The Examined Life

The Examined Life: How we lose and find ourselves

by Stephen Grosz

Chatto and Windus, London 2013

On first reading, Stephen Grosz's simply told vignettes of his patients seem lightweight.

Other reviewers have likened Grosz to Chekov and Freud but if I was looking for either in-depth case studies which throw light on the psychoanalytic method or short stories, I was disappointed for these are neither.

Re-reading allowed me to seek out the resonances and deeper themes of the human struggle we all share. In a gentle, respectful tone, Grosz describes each patient's story and a moment of insight – the patient's or the analyst's – when change happens. They are like life-drawing exercises, moments in time captured gracefully, if a little posed.

Much as I have my reservations about the analytic method with its daily appointments over months or years and the lack of face to face connection implied by the use of a couch, Grosz's spacious attitude to his patients shines through. He shows great empathy for each one and great commitment as he sits with them 'trying to be present'. Growth, like life, takes as long as it takes.

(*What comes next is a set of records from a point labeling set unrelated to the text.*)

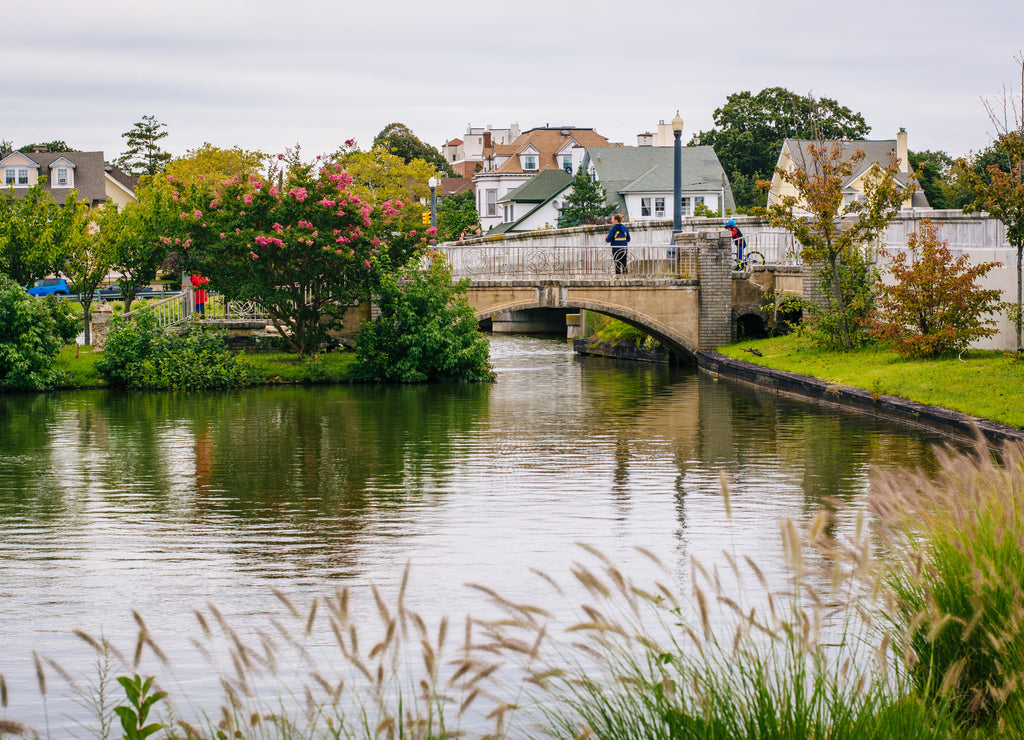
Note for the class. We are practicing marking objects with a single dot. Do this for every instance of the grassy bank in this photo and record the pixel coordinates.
(985, 384)
(273, 367)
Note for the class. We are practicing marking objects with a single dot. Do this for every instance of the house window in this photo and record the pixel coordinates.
(15, 176)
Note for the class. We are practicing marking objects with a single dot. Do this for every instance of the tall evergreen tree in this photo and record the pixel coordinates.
(586, 204)
(143, 156)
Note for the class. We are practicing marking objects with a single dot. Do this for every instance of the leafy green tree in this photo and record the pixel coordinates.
(143, 156)
(141, 235)
(750, 130)
(426, 331)
(32, 333)
(587, 203)
(305, 251)
(379, 177)
(836, 240)
(213, 163)
(37, 234)
(1000, 192)
(935, 306)
(140, 355)
(399, 140)
(932, 170)
(457, 217)
(89, 262)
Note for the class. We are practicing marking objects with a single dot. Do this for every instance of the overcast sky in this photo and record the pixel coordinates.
(268, 75)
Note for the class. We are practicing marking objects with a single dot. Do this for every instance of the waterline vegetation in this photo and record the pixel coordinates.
(905, 623)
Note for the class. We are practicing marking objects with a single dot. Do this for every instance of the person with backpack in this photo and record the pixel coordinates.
(737, 237)
(619, 237)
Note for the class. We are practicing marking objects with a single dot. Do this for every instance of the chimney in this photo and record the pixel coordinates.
(901, 150)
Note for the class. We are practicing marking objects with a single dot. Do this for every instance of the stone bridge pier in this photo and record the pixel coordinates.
(688, 307)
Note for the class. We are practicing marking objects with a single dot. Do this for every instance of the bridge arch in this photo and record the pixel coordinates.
(684, 348)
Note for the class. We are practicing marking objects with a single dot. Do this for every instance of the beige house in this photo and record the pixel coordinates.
(62, 172)
(796, 153)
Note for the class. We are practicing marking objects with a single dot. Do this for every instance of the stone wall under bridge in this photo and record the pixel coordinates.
(698, 307)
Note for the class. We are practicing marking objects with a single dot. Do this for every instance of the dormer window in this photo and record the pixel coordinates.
(61, 173)
(15, 176)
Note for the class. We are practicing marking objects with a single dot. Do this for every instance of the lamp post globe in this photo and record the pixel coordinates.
(677, 175)
(433, 182)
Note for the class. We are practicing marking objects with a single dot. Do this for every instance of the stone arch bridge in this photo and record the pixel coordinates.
(689, 297)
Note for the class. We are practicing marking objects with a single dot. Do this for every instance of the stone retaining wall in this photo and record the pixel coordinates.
(953, 424)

Behind each story is a person whose life is so much more than the story told. Grosz respects that and makes it clear that wherever possible (some of the patients have died), he has the person's permission to share their experience. He is not afraid to note where he drew the wrong conclusion and stood corrected by his patient, either in the session or much later.

A woman nurses her dying father and can give herself permission to be a mother. A man lies, blatantly and compulsively, to keep his mother's loving complicity alive. Another bores everyone around him in an act of aggression which says, 'I don't care how you feel.'  A third self-soothes with his minutely imagined house in France, retreating to it in his mind to avoid conflict.  A woman would rather forgo love than live in the present.

Grosz's own father denies the familiarity of the village he grew up in, rather than expose himself and his family to the grief of the Holocaust. Their guide says, 'Everyone does this differently.'

Grosz's delicate stories remind us that, yes, everyone does life differently, and what a gentle miracle that is.